Hi there,
Profiling overhead can be related to a number of things and you can reduce it in as many ways to get a better picture. I’ll try to list them in what looks most likely in this scenario to least likely.
Deep Profiling costs
You are using Deep Profiling, which automatically adds ProfilerMarker.Begin/End calls to all scripting methods & properties, which increases the profiling overhead per instance of these calls. The overhead per sample is relatively low but the higher the call count, the worse this will get obviously.
So the first thing you can do is to turn of Deep Profiling to get a better understanding of the overall distribution of time across the frame and how much your number of cars contributes to that. There should only be a minor difference between a build with “Deep Profiling Support” enabled but Deep Profiling turned off while recording, vs a build without Deep Profiling Support, but if you want to get the data even cleaner, you could also try that and compare the result to see how much of a difference this makes. Likely, having the support build in and being able to turn it on on the fly is worth it for the workflow of: Profile without, spot problematic areas, turn it on to dig deeper.
Manual instrumentation
Now, without Deep Profiling on, the high level overview you’re getting will stop at the first level of scripting calls that are called by Unity’s script messaging system (e.g. your CarAIController.FixedUpdate() calls and similar). The only samples that will appear underneath those are the ones that are explicitly instrumented with ProfilerMarker.Begin/End/Auto, either by you/within the C# scripts of your projects, or by such instrumentation in the our Scripting API Layer or Native code (e.g. GC.Alloc, GameObject.Instantiate…)
So if you want to get a bit more details without incurring the full Deep Profiling overhead: Add ProfilerMarkers in relevant places e.g. in CarAIController.Drive()/GetPath()/CarOverturned(). You can always refine this further as needed. If you think a particular bit of code is likely to have some bigger impact on performance or should be monitored closely, adding markers there could be valuable, not just to you but also to users of your assetstore package. You can also think about how your users are going to see this and how to give them information that is the most relevant for them, as well as some hints as to what they could due to mitigate the costs.
Data transferal cost
Beyond just the pure sample instrumentation cost overhead, the higher amount of samples will also need to be transferred from your phone to your desktop machine. Things to consider: Are you using Wifi or ADB? Maybe you can use the Profiler APIs to record data to a file on the device instead and then download it to your desktop machine for analysis.
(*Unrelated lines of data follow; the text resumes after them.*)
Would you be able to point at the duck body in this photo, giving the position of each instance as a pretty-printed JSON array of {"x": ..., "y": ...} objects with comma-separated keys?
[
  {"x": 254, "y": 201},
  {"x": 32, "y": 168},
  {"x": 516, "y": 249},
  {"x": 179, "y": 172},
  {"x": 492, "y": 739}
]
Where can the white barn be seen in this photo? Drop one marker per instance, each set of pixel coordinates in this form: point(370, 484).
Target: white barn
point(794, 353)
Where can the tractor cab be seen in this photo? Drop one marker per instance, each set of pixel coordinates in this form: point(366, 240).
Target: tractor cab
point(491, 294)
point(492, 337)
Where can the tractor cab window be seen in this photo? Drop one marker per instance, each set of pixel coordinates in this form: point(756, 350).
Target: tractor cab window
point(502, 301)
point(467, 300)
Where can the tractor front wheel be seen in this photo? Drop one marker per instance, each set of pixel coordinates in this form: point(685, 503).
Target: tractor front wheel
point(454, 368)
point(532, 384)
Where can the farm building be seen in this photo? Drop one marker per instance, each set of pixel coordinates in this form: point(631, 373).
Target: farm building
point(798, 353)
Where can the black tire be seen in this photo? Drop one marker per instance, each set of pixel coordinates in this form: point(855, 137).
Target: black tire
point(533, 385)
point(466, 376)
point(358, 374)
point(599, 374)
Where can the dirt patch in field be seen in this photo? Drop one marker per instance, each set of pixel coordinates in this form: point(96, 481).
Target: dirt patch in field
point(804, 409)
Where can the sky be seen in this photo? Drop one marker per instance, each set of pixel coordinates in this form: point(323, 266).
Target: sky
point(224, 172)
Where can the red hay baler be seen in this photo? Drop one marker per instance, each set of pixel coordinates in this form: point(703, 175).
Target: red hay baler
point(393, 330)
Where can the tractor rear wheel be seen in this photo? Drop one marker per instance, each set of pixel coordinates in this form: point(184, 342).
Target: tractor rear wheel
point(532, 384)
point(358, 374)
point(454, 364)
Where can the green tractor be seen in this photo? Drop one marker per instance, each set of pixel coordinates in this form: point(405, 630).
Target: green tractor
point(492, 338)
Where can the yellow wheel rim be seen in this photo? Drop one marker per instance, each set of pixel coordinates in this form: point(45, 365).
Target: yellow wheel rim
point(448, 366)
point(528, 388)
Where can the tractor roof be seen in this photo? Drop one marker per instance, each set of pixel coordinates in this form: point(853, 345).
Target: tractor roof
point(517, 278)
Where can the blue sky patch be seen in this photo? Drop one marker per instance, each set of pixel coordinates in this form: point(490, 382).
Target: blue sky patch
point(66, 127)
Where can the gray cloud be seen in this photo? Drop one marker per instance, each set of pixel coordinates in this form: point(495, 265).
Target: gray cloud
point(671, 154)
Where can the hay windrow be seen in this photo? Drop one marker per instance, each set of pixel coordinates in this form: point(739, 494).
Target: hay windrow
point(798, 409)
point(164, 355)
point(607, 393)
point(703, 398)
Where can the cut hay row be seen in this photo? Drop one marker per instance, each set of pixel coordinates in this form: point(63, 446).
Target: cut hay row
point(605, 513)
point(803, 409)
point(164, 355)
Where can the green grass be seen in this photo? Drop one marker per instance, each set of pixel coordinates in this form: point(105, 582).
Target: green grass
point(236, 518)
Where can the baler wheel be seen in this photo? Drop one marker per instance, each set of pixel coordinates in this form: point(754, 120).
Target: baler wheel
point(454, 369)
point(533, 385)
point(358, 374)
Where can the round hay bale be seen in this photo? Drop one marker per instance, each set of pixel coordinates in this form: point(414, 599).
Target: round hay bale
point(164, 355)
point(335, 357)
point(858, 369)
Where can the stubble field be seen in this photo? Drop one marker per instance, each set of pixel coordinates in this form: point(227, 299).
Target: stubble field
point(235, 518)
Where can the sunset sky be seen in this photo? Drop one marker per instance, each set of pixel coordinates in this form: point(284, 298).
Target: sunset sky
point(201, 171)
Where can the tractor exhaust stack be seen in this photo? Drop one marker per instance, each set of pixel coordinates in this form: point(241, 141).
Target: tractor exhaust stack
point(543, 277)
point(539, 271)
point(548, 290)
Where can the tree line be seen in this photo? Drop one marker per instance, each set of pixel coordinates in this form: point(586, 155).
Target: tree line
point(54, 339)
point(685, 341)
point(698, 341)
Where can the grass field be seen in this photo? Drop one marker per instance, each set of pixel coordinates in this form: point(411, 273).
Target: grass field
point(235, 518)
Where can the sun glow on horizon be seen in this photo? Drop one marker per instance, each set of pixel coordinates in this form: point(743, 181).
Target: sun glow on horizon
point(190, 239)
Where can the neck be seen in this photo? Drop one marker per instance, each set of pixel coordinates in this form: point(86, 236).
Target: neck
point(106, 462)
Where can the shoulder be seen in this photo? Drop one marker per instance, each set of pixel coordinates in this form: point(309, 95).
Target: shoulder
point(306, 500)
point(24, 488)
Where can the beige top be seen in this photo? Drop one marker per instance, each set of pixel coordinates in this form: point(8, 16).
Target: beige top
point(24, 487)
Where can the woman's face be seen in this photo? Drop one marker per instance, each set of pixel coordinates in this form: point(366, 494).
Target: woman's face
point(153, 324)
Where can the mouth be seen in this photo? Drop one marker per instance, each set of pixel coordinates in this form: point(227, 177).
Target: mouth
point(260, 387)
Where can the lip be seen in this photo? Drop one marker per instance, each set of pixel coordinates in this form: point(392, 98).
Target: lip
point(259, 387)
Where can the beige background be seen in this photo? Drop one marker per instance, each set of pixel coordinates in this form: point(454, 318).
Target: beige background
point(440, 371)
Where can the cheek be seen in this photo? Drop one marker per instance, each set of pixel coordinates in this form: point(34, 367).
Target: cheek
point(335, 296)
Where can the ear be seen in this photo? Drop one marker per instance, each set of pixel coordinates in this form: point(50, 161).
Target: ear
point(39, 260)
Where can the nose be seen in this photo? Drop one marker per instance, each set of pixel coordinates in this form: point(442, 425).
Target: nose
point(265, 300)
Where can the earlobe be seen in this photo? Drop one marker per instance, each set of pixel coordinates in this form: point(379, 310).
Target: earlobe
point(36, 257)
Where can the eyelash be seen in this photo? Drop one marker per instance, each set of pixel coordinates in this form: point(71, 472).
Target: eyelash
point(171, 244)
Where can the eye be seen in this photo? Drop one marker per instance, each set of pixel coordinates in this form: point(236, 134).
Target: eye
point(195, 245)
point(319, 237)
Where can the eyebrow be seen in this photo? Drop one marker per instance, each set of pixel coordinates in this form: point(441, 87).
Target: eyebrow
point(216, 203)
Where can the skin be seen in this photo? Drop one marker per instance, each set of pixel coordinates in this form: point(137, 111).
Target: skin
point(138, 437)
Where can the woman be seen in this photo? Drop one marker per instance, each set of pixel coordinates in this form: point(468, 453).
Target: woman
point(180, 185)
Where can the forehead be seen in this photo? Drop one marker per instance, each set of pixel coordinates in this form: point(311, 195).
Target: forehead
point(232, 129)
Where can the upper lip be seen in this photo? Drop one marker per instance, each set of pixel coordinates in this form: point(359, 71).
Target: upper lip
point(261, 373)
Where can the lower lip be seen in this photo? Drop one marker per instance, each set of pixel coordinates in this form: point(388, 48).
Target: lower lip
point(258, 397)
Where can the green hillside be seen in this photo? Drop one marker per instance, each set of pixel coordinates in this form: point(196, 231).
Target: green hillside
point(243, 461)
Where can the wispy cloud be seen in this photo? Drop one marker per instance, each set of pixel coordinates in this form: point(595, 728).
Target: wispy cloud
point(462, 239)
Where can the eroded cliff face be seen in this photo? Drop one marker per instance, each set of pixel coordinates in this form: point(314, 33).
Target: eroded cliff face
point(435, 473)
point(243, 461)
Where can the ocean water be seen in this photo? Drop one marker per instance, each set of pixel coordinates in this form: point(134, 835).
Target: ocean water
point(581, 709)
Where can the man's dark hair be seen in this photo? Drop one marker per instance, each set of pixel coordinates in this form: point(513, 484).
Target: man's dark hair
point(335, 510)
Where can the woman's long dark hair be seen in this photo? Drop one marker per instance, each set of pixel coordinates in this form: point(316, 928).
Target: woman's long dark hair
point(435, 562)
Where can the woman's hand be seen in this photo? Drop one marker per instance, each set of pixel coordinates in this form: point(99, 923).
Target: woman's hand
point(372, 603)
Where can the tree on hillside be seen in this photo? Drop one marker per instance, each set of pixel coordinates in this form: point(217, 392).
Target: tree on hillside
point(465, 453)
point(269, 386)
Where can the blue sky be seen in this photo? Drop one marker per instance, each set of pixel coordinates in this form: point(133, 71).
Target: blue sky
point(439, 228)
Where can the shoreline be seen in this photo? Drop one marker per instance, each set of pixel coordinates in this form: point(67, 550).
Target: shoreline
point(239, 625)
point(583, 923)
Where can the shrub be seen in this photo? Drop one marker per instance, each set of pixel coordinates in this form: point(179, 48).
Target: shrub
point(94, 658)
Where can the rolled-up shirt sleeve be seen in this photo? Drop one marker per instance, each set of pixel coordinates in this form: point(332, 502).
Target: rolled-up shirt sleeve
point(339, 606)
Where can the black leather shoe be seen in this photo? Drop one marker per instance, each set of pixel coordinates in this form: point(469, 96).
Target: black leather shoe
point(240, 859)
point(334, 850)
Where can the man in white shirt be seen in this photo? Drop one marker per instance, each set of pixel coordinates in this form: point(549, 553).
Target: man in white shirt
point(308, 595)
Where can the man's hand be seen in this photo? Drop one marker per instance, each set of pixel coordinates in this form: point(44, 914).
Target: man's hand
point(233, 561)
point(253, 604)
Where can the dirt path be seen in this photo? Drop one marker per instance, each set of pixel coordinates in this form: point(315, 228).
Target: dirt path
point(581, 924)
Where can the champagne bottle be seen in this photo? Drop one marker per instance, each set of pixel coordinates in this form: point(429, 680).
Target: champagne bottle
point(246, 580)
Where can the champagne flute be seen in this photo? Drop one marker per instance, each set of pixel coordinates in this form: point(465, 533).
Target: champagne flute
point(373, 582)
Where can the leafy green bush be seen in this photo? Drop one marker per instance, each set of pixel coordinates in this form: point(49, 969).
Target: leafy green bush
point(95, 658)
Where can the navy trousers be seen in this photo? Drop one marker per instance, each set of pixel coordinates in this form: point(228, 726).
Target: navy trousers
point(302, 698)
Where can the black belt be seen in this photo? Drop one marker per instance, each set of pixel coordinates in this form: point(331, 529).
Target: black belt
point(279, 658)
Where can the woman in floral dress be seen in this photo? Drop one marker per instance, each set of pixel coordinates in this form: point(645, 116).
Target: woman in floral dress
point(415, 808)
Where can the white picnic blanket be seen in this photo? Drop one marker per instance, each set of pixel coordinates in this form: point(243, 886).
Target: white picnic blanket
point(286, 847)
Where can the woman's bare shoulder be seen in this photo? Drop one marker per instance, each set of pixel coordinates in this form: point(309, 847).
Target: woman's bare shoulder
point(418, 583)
Data gathered for Profiler Modules you’re not interested in
Every Profiler Module that is added in the Profiler window (or when profiling to file, enabled/not disabled via calls to Profiler.SetAreaEnabled()) will incur some overhead for gathering the data it needs to provide you with more detailed information relevant to that feature/area, how much varies greatly between the modules and the project. Typically high costs can come from e.g. GPU, UI, Audio, and sometimes the Memory modules. (The later usually indicates you’re trashing the memory so it kinda highlights a Problem more so than being one on its own.)
You can get some understanding of the cost of the Modules by looking at the main thread’s base sample (i.e. on the Same Layer as PlayerLoop and EditorLoop) for Profiling named either Profiler.CollectEditorStats or Profiler.CollectGlobalStats depending on what you are profiling. Underneath that each module that could incur a higher cost for gathering it’s stats at the end of the frame will have a sample indicating how long it took for that data gathering. Cost incurred over the duration of the frame, e.g. due to GPU profiling wouldn’t be captured there but it could give you an indication.
Anyways, long story short? Remove Modules for areas that are not your current area of focus to get cleaner data overall, then re-add them once you have a better idea of where to look to get more details for these areas.
Call Stacks
If you are hunting down GC.Alloc samples and are using Deep Profiling to pinpoint them, you should pobably turn on the Call Stacks toggle in the toolbar instead as a lower cost way of getting even more details on where and why they occur.
Lastly
We are aware of these workflow pains and costs that muddy the waters. We’re trying to reduce them wherever and however we can, offering ways like the ones described to opt in and out of them as needed, making it easier to add custom data to the profiler, improving the documentation to show best practices when Profiling and improving the stability, usability and performance of the PlayerConnection that is used for the data transfer. Nothing of what I wrote here should be seen as an excuse of ours so that we would not need to strive to make the experience of profiling better and addressing performance issues, especially in scenarios where these performance costs make profiling near impossible or even lead to crashes.
Speaking of crashes, if that happens, please report a bug so we can fix it. We’ve already ensured this quite a bit but we can always miss something. Also, if none of the ways I described help work around these costs to unblock you, we’d want to know about that too, so that we can use that feedback to know where else we need to reduce costs, offer opt-outs or fix straight up bugs with the profiling suit.